At the end of this encounter, I really questioned whether I was doing good for this person by bringing her food. She didn't seem to want it at all. My presence seemed to be an intrusion. I actually cooled a little bit on the idea of the meal delivery program, and I think this was one of the last times I did it for that group. So how do we know when we're really doing good and being good?

There are much bigger issues in front of us than delivering soup to injured seniors. And our powerful brains are so clever at rationalizing whatever our physical bodies want to do. I have heard people make very well-structured arguments about why they are right in doing things that are obviously illegal, immoral or just plain mean. How do we know if we're really doing good, or if our clever brains are lying to us?

Well, I found something that made me think a little more about this today. What I found in the Yoga Sutras: "Blessed are the pure; they shall see God." And as Swami Satchidananda goes  on to explain,
That does not mean the impure cannot see God. If they work for it, they can, but their God will appear as a demon to them because of their impurity. Their vision is colored; they can't see God's our nature.

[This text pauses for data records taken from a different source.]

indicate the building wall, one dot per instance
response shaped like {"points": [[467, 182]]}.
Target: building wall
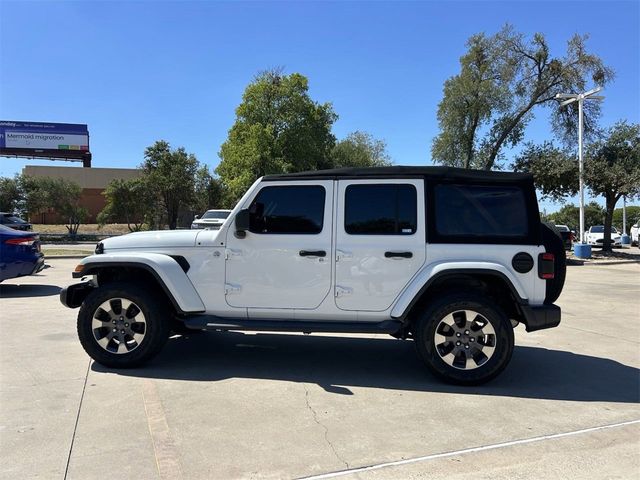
{"points": [[92, 180]]}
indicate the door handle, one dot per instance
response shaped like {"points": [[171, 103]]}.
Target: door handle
{"points": [[398, 254], [313, 253]]}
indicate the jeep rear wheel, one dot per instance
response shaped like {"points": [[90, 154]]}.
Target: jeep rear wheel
{"points": [[122, 326], [464, 339]]}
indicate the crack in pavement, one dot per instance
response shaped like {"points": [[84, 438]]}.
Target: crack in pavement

They see God from the wrong angle...
But if you are really serious about this business and really want to go deep into meditation, take care to have a clean mind. Otherwise, you are not going to get it.
Which kind of put these things into perspective for me. To know if we're really doing good, and to know that our decisions are based on real right-and-wrong as opposed to our clever brains' ability to rationalize anything, we have to have a purified mind. How do we get that? Well, that's the whole struggle. I think that right there is the life journey. We work at it by spending time in meditation, by being unflinchingly honest with ourselves, by asking the opinion of people whose character we trust, and by critically examining ourselves. It isn't going to happen overnight. But we keep trying. We may keep seeing God from the wrong angle, but at least we are seeing him, and hopefully with time, he'll help guide us into a purer consciousness. But that can only come if we keep working at it.